No cobro aranceles ni trato de intimidar con barrera alguna. Me abro al mundo como intuyo que el mundo está abierto a mí. Si persiguiera algún fin, iría de hito en hito, persiguiendo hitos hasta llegar al jefe de los hitos. Tal vez el último. Sin embargo, viajar sin brújula lleva a cualquier persona a cualquier lugar y a cualquier otra persona. No a un lugar cualquiera ni a una persona cualquiera, sino al lugar y a la persona elegidos por el destino. Conque, si empecé asumiendo que vuelo libre como el viento, acabo de admitir que el destino decide por mí, en mi ignorancia —por cierto, ¿quién sigue creyendo que el viento vuela libremente? —. Porque quizá fue el destino quien o lo que me llevó de tumbo en tumbo, aún sin encontrar mi tumba, la jefa de los tumbos, a azarosas situaciones. Pero si son azarosas, no son por designio del destino, sino del azar, ¿no? El caso es que fueron situaciones engorrosas, desagradables incluso. En fin, fatalidades.

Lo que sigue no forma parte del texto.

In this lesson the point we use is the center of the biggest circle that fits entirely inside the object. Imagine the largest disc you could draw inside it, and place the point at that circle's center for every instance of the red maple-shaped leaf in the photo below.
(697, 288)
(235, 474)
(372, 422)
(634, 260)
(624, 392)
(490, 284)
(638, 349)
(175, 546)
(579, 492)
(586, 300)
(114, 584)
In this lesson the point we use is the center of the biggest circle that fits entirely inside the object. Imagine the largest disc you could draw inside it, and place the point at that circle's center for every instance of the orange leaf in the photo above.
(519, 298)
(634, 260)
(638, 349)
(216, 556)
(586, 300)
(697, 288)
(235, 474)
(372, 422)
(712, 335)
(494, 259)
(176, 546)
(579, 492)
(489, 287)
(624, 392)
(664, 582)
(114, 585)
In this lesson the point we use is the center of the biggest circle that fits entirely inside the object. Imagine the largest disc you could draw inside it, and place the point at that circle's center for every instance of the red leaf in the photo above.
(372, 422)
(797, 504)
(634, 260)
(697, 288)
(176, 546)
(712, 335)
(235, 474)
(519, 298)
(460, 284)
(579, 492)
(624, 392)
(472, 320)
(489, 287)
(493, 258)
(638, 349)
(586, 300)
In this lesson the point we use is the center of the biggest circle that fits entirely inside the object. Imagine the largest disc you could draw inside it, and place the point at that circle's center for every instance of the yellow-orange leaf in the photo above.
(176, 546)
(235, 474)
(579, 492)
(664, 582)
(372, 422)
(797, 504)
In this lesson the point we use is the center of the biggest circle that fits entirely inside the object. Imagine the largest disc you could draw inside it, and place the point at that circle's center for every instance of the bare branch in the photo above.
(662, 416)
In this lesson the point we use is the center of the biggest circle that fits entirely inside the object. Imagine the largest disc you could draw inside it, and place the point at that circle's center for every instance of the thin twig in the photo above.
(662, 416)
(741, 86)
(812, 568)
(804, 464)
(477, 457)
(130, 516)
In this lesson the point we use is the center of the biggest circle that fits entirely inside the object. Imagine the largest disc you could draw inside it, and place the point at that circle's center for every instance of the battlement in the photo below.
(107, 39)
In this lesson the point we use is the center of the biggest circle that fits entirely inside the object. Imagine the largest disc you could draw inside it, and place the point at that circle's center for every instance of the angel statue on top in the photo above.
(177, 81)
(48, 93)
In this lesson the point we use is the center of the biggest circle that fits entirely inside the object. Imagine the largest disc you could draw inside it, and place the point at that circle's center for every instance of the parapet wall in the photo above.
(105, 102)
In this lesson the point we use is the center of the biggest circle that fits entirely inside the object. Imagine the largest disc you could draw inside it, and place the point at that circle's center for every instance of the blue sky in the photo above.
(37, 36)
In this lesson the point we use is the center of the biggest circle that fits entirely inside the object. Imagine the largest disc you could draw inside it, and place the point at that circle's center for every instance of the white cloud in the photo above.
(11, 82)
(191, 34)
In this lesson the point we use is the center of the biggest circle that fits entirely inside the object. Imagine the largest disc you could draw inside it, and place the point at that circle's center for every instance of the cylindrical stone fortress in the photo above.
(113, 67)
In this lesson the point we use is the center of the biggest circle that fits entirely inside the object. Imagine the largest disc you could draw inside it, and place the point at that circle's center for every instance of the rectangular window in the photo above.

Encontrarse en la gasolinera con el pirómano equivocado, el que deflagra la lata de combustible hasta estrellarla contra el surtidor del que surto a mi utilitario. Esa es una fatalidad. O sortear una variopinta muchedumbre del suburbano en hora punta hasta dar con el amor de mi vida, ¡y qué vida me dio, que tuve que dejarlo todo! Otra fatalidad, y de las perdurables, pues tras dejar todo, todo acabó también entre nosotros, y del todo a la nada absoluta; perdí pan y perro, vaya. Con dos fatalidades que queman por dentro y por fuera he sobrevivido como he podido a algún que otro trance más, hasta ir renaciendo cual ave fénix. Pero, a fe mía, me da que sigo siendo un cenizo, y no hay fatalidad como esa, la de ser Midas de desdichas propias y ajenas. Sí, a veces me comporto como Peter Sellers en El guateque: por más que toquetee la botonera, no hago más que disparar la presión del chorro del Manneken Pis o retirar las barras donde el resto de invitados posan los cócteles.
De nada me sirve preguntarme si es algo de fuera o si soy yo quien dirige mis acciones con tamaña torpeza. De nada sirve preguntarse nada. Tengo la mala suerte de pensar que, aunque supiera qué diantres provoca mis fatalidades, no habría solución y no pondría remedio. Y esa es la mayor de las fatalidades.